GLASGOW City will play their first game in more than five months when they meet Manchester United in a closed-door friendly at the Leigh Sports Village this afternoon. It will be a long day for the squad, who assembled at their training base in the south side of Glasgow for Covid-19 testing at 8.30am.
City head coach Scott Booth admits that in normal circumstances his side would never play even a bounce game just two weeks after returning to full contact training.
But with the Champions League quarter-final against Wolfsburg now less than a fortnight away, the friendly, which will be followed with a second against WSL Championship side Durham next Sunday, is essential preparation.
“We’ve had the full squad, minus Clare Shine, for five sessions now,” Booth said. “To be totally honest it’s very tough because we’ve got people at different levels depending on when they came in to join us.
“We have to get players who have been out for five months up to speed very quickly.

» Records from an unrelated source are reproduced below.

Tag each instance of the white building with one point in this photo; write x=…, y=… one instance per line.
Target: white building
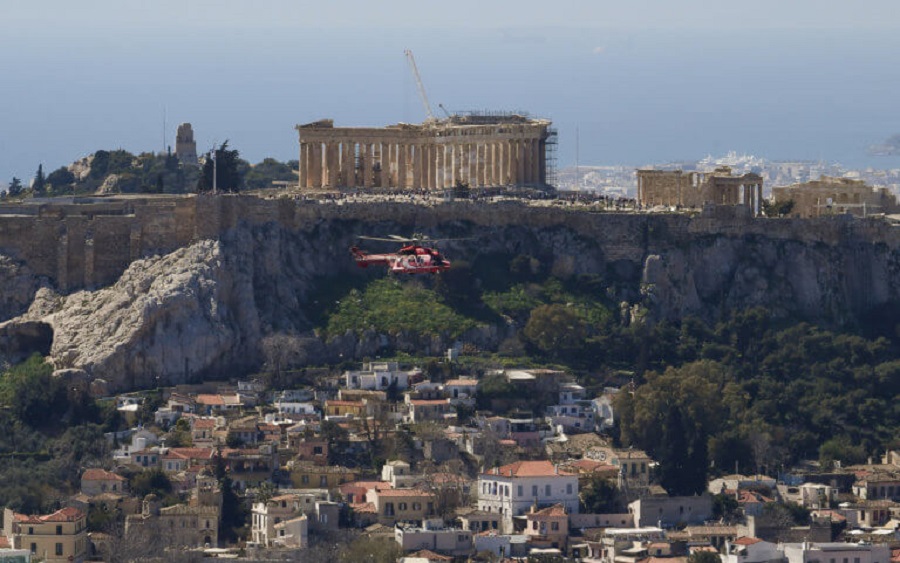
x=751, y=550
x=433, y=536
x=280, y=521
x=512, y=489
x=293, y=407
x=378, y=376
x=836, y=553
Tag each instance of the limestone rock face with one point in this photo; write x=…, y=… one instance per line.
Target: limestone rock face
x=167, y=320
x=216, y=307
x=17, y=288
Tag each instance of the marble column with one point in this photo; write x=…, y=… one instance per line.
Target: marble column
x=316, y=166
x=520, y=161
x=332, y=161
x=402, y=150
x=304, y=164
x=441, y=168
x=347, y=165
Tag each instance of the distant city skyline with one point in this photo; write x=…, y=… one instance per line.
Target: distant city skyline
x=642, y=83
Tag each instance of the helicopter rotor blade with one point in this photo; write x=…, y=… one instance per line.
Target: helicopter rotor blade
x=378, y=238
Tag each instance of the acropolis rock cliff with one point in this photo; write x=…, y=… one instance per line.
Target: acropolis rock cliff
x=149, y=291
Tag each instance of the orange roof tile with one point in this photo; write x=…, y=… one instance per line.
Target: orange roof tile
x=430, y=555
x=101, y=475
x=555, y=510
x=746, y=540
x=403, y=493
x=215, y=400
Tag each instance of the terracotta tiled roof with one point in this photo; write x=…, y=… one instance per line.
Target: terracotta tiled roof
x=430, y=555
x=101, y=475
x=589, y=466
x=68, y=514
x=541, y=468
x=213, y=400
x=403, y=493
x=746, y=540
x=193, y=453
x=461, y=382
x=369, y=485
x=555, y=510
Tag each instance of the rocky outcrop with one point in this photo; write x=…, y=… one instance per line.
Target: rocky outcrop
x=167, y=320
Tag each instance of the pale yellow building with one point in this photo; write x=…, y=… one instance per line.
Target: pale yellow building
x=835, y=196
x=57, y=537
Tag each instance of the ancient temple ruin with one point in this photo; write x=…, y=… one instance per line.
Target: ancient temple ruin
x=470, y=150
x=833, y=196
x=185, y=146
x=675, y=188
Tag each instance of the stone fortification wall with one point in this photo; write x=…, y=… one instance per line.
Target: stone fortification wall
x=87, y=245
x=191, y=285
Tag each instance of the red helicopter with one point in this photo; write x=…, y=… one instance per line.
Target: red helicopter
x=412, y=258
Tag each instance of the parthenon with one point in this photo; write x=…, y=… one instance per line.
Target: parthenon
x=694, y=189
x=471, y=150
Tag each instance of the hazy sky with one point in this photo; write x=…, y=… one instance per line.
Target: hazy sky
x=640, y=81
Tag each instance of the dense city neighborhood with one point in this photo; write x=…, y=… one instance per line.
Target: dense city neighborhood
x=437, y=467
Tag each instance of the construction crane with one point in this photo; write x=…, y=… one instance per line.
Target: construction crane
x=419, y=85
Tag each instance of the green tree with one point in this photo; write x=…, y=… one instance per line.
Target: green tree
x=15, y=187
x=374, y=550
x=30, y=390
x=599, y=496
x=704, y=557
x=227, y=166
x=153, y=481
x=61, y=180
x=556, y=330
x=262, y=175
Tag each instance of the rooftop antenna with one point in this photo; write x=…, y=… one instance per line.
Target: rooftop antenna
x=419, y=85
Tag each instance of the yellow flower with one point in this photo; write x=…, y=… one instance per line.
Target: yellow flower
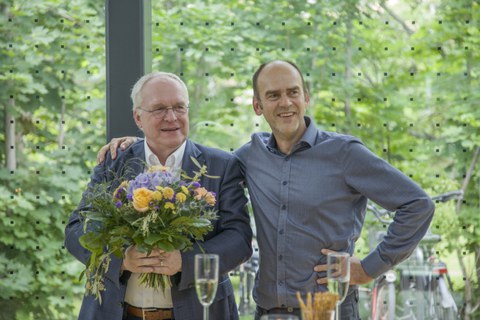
x=122, y=185
x=157, y=196
x=181, y=197
x=141, y=199
x=168, y=193
x=157, y=168
x=210, y=198
x=200, y=193
x=169, y=205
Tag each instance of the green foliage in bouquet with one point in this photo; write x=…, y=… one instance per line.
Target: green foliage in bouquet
x=155, y=210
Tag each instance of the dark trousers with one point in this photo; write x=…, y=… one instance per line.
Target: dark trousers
x=348, y=309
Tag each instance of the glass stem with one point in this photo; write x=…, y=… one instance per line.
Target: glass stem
x=205, y=313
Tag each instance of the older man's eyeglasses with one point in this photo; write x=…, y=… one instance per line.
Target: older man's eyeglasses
x=162, y=112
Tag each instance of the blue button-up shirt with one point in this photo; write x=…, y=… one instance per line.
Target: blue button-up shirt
x=315, y=198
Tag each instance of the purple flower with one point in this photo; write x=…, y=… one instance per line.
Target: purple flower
x=196, y=184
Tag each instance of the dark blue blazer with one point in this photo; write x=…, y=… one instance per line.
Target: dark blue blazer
x=230, y=238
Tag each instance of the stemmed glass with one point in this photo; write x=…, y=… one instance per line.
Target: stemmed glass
x=206, y=279
x=338, y=276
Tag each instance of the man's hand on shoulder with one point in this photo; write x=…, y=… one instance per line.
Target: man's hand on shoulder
x=113, y=145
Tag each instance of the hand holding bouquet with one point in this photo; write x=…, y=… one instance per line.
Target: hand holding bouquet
x=153, y=211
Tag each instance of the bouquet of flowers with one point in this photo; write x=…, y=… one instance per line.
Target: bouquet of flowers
x=153, y=211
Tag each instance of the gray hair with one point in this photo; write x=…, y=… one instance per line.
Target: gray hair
x=137, y=88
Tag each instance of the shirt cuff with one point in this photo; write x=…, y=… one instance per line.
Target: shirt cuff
x=374, y=265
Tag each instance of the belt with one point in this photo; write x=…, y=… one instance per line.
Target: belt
x=287, y=310
x=150, y=313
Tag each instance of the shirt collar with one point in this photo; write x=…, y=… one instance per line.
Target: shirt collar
x=307, y=140
x=174, y=161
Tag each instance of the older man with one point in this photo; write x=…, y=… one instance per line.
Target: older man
x=160, y=109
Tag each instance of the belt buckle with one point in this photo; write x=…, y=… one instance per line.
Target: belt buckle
x=147, y=310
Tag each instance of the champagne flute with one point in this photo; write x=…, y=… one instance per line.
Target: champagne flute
x=206, y=279
x=338, y=276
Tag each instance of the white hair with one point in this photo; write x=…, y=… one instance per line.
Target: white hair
x=137, y=88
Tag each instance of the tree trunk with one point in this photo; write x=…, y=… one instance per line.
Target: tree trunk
x=10, y=152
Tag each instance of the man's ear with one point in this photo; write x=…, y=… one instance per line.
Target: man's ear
x=257, y=106
x=307, y=100
x=136, y=117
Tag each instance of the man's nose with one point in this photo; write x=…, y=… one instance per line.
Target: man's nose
x=170, y=115
x=284, y=100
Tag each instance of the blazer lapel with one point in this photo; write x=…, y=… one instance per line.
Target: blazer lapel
x=191, y=150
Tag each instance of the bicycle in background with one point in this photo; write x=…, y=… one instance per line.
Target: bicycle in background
x=423, y=289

It’s great to have games this weekend and next, but you wouldn’t normally do this – you’d probably start playing friendlies in three weeks’ time.
“We’re having to fast forward, which is precarious because, as with all clubs in this situation, the players pick up little injuries. Obviously when you’re playing a game of the Wolfsburg magnitude you need to get the players as fit as they can be, but it’s a very difficult balancing act.”

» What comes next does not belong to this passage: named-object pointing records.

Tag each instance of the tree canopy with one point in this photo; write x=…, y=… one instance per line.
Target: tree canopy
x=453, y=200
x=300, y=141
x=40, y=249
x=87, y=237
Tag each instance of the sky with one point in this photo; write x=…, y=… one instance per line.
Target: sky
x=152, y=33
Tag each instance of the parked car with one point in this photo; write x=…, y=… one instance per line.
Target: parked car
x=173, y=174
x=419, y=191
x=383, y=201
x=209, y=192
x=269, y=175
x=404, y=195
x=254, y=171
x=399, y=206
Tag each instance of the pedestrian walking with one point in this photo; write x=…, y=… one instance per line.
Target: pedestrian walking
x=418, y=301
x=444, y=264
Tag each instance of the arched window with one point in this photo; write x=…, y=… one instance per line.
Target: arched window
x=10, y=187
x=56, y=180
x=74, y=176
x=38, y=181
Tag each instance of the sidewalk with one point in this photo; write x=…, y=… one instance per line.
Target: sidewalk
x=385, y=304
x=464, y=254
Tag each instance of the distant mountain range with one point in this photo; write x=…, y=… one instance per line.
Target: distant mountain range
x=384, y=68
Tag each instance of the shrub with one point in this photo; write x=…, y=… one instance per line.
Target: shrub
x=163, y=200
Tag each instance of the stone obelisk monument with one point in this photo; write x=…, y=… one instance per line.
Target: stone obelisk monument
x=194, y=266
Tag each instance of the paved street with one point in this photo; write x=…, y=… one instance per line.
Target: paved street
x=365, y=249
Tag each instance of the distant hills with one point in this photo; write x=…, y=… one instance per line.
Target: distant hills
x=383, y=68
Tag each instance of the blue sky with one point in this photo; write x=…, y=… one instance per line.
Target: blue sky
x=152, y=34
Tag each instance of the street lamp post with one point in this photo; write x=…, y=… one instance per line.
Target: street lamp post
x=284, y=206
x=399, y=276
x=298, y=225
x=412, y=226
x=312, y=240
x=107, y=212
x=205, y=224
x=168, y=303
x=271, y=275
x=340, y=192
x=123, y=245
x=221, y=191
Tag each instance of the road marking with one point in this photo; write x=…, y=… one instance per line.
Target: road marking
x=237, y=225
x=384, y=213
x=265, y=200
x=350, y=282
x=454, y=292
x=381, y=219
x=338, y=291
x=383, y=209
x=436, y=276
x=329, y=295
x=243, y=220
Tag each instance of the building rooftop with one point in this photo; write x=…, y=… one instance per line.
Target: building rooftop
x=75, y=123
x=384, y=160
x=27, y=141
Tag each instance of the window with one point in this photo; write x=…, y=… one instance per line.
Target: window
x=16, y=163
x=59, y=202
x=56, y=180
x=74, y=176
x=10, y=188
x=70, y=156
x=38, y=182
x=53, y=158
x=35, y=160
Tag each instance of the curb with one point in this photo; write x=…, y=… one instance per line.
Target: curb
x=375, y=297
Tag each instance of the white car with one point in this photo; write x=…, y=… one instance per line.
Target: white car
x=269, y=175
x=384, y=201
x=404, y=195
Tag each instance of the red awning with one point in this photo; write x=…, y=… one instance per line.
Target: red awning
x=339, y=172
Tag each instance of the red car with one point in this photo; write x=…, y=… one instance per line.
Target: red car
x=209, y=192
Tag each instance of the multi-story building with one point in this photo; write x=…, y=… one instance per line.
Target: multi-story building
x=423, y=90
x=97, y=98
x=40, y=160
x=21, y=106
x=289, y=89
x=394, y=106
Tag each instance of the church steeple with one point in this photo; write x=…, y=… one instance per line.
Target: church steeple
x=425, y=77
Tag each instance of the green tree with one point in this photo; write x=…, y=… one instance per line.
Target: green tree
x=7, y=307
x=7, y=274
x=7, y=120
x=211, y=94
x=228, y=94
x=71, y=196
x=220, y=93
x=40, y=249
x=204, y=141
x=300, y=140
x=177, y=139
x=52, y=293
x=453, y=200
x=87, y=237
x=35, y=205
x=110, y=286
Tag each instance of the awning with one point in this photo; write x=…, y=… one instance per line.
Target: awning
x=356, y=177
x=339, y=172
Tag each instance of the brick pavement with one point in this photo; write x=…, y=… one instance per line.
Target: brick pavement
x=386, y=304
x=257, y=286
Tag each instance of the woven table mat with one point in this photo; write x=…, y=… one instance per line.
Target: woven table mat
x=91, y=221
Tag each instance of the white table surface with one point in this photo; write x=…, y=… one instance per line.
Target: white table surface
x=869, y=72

Shine, who has been dealing with off-pitch issues, is being assimilated back into the squad at her own pace.
Hayley Sinclair, meanwhile, has left the champions as she has been accepted for a post-graduate teaching course and wants to concentrate on that.
Booth says he hopes to give all his other players at least 30 minutes of game time against Manchester United and Durham. They include South African captain Janine van Wyk, and the American trio of Krystyna Freda, Zaneta Wyne and Sharon Wojcik.
“Janine is a total professional – an inspirational and experienced defender who is very modest and willing to listen and learn, as well as impart her own communication,” said Booth, who has also been impressed by his other recent signings, said.
The former Aberdeen striker is considerably less enthralled by the lack of professionalism shown by eight players at his old club which led to yesterday’s Premiership game at St Johnstone being called off.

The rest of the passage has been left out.